Six nurses from the September set of student nurses of 1966 came together for a reunion at the Chichester Park Hotel.
Memories of experiences were recalled of their three-year training to become State Registered Nurses while enjoying a celebration cake, glass of bubbly and hot tub, followed by a lovely evening meal.
The following day, there was a trip down memory lane for Joanne Walker, Pat Eade, Jean Whittle, Carole Whybrow, May Lin Gosling and Sue Durack, to see the old main hospital on the St Richard’s site, now Stillman House.
Pat said: “The chapel door from the Royal West Sussex Hospital set against the wall in the corridor of St Richard’s Hospital evoked many memories.
“Behind the long wall in Spitalfield Lane, now Bishops Gate, was Nightingale House, the nurses home for the Preliminary Training School (PTS) students.
“We wore noticeable daffodil yellow uniforms while in PTS. The School of Nursing and Isolation Hospital were also on this site.
“Onwards over to Broyle Road and Forbes Place, formerly the Royal West Sussex Hospital. We were greeted by three residents, Mo, Barbara and Joan, who made us very welcome.”
In the entrance hall, there are several pictures of the old hospital and the former nurses were able to climb the lovely winding staircase and walked the corridors again.
Two women allowed the group access to their apartments and they were interested to hear stories of the history of the building and layout as wards.
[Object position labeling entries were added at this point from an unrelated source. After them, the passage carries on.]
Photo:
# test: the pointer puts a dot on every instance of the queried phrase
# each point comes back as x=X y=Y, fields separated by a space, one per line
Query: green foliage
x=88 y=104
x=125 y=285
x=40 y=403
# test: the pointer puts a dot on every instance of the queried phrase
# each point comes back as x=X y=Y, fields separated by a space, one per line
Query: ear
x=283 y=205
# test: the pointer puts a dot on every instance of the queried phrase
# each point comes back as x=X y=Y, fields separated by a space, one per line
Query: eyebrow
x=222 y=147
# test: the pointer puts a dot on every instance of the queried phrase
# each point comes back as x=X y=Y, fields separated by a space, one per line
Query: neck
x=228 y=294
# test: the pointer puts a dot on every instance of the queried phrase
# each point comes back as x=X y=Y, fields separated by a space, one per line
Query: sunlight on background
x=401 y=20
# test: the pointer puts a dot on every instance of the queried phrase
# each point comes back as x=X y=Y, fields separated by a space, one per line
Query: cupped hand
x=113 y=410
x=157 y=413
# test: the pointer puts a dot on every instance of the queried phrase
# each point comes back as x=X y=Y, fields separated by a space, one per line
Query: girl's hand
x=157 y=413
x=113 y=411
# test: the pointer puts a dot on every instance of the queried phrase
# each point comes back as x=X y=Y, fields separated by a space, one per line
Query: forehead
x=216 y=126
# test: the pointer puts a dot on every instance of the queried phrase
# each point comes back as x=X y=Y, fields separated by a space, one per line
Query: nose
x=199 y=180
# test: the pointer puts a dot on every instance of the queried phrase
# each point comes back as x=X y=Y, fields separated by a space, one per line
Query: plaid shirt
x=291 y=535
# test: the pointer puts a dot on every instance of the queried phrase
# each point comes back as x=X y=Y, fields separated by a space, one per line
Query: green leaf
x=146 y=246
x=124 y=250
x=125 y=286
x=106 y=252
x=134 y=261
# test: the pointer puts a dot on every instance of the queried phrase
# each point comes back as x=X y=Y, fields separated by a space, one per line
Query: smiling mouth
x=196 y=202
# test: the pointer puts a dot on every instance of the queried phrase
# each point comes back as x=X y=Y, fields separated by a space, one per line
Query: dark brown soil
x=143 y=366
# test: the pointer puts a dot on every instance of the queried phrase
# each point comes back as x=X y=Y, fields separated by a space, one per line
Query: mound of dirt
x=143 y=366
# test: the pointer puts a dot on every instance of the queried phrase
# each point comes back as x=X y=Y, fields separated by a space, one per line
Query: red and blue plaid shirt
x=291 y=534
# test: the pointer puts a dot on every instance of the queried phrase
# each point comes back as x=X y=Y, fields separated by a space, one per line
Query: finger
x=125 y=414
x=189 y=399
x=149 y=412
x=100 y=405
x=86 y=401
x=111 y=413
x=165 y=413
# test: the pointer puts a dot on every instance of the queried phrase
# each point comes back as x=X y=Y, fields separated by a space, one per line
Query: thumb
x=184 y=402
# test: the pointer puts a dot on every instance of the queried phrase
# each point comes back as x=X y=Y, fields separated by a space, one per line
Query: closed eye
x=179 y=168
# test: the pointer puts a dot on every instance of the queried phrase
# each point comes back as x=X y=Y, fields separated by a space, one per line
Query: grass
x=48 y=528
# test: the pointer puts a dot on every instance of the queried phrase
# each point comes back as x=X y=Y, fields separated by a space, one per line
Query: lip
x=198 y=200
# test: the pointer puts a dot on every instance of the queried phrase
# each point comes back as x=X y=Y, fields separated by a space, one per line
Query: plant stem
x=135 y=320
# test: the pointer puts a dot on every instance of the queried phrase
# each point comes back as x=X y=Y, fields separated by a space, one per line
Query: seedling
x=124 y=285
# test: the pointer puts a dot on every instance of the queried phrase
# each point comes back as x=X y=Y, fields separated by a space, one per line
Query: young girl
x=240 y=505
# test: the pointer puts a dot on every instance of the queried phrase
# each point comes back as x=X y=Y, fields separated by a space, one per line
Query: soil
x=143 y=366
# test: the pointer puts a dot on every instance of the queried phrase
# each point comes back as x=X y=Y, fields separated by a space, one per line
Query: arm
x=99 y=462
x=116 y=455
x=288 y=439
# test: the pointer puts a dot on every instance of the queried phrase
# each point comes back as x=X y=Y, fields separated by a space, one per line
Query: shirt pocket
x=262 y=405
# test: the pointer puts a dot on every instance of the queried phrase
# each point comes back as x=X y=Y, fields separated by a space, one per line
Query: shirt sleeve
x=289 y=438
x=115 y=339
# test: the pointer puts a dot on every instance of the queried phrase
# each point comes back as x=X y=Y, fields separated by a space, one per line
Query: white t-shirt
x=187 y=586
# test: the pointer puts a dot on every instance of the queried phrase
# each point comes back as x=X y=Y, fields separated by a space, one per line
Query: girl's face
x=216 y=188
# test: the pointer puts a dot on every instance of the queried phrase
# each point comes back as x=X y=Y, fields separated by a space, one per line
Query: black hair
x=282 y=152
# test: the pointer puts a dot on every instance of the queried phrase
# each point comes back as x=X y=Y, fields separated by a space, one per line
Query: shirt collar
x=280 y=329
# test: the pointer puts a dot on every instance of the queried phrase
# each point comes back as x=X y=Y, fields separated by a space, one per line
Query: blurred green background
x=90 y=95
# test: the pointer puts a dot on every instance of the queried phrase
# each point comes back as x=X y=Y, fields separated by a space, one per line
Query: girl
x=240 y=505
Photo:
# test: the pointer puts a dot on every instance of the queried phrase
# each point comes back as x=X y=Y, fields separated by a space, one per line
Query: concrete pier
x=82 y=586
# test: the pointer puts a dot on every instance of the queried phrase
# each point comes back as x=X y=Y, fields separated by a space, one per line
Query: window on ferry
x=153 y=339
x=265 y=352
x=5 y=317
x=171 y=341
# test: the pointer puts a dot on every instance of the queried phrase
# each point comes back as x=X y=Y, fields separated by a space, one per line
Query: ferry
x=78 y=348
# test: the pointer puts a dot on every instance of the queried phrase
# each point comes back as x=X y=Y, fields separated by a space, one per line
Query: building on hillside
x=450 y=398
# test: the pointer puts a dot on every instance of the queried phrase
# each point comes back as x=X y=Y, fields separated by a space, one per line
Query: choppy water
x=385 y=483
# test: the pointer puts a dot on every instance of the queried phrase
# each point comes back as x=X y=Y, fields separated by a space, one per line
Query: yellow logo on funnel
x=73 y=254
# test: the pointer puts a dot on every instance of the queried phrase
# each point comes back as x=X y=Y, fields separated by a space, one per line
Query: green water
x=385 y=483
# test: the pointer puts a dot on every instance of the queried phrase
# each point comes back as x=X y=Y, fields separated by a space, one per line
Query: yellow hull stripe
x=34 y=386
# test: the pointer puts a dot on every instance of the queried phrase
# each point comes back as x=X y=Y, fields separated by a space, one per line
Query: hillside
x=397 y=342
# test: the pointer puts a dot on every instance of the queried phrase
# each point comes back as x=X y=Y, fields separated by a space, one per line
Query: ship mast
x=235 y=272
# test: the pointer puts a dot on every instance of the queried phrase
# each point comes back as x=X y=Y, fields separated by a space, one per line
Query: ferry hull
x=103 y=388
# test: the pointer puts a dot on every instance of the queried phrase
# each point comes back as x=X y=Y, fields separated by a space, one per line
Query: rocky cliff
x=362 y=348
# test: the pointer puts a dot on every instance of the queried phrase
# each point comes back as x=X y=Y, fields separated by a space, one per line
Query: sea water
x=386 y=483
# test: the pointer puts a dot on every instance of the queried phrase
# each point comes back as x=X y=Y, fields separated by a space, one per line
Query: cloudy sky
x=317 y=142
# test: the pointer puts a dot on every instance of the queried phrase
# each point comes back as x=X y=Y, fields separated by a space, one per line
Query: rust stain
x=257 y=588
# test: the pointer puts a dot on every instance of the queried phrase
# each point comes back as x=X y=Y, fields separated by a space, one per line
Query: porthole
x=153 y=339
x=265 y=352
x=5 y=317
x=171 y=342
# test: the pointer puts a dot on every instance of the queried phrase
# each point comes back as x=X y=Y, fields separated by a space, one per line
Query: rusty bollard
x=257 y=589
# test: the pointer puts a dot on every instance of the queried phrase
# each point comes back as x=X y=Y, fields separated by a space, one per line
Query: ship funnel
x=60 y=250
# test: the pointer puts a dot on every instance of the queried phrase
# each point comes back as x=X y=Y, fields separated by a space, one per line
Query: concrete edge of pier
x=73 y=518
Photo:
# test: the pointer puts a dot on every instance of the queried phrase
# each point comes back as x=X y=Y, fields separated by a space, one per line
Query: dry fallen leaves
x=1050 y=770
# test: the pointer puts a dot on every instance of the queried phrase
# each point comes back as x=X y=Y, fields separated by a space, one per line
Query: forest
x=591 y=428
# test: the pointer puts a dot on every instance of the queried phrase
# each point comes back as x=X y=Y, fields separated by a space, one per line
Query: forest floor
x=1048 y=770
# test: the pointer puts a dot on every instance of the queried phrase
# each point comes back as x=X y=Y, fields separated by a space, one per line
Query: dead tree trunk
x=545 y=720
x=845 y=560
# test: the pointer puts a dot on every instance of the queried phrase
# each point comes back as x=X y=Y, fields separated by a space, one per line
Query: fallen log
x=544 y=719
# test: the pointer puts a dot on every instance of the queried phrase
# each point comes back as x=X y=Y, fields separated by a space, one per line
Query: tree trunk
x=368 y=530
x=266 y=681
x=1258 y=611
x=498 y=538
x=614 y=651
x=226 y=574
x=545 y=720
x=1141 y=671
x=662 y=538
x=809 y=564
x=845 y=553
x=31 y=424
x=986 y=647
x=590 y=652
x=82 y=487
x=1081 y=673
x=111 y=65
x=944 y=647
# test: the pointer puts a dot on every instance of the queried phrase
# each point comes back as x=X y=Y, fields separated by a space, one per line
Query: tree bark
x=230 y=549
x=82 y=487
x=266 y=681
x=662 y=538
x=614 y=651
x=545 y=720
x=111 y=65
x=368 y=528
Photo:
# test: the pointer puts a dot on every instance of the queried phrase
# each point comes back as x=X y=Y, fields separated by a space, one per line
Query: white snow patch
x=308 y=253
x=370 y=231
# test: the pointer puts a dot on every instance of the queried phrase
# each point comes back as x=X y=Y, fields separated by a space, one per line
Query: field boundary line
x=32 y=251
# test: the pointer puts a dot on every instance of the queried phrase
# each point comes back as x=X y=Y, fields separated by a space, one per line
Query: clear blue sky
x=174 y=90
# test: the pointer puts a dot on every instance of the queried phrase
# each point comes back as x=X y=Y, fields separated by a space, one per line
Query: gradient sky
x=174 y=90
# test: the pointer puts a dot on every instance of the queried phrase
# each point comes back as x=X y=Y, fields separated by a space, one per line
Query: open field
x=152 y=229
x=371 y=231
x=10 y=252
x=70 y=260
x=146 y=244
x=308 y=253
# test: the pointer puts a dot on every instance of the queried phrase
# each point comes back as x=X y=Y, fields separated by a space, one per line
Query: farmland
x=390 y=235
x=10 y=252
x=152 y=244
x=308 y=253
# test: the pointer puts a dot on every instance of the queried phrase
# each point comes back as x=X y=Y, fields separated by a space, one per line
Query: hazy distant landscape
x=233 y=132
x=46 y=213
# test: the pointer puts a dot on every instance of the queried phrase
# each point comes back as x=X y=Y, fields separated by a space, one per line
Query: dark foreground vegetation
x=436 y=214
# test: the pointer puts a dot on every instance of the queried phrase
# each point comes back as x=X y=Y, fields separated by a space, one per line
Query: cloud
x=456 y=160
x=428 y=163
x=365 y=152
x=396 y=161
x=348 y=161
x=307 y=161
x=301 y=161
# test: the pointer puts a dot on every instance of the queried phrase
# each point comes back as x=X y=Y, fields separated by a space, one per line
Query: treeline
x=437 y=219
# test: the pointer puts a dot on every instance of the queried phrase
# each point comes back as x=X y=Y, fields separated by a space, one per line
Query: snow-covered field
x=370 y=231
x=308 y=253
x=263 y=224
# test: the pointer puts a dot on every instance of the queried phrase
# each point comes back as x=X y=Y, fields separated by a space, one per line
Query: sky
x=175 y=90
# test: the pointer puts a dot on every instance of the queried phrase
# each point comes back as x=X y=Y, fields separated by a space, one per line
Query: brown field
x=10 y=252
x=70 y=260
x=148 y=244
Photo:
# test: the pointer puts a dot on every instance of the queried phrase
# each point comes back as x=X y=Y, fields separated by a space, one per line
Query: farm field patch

Pat recalled interviews with Matron Rice, wearing her lace cap with bow under her chin in her imposing office.
The rooms for first-year student nurses were on the top floor of the hospital. The doors were locked at 10pm.
“We were allowed a late night pass until 11pm once a week. We were in trouble with night sister if we were caught creeping in after this time,” said Pat.
The blocks of education at the school of nursing meant the friends could all get together, as half the cohort was assigned to work clinically at the Royal West Sussex Hospital and the other half at St Richard’s Hospital, with a change over at mid course.
Three months of each year were spent on night duty, when they nurses lived in a lovely old red brick building further up Broyle Road, called Herondean. Transport was provided by a blue Bedford van.
Pat said: “We worked a 42-hour week and had several split shifts, having a break from 2pm to 5pm in a 7.30am to 8.30pm shift. Pay was £24 a month, of which £13 was deducted for board and lodging.
“We all have many happy and sad memories, the patients, the team of tutors, clinical tutors and consultants who ensured that we met our range of experience and standards, with practice assessments and educational knowledge.
“The staff that scared or inspired us for our future careers in nursing. May Lin and Pat are still nursing today for the NHS.”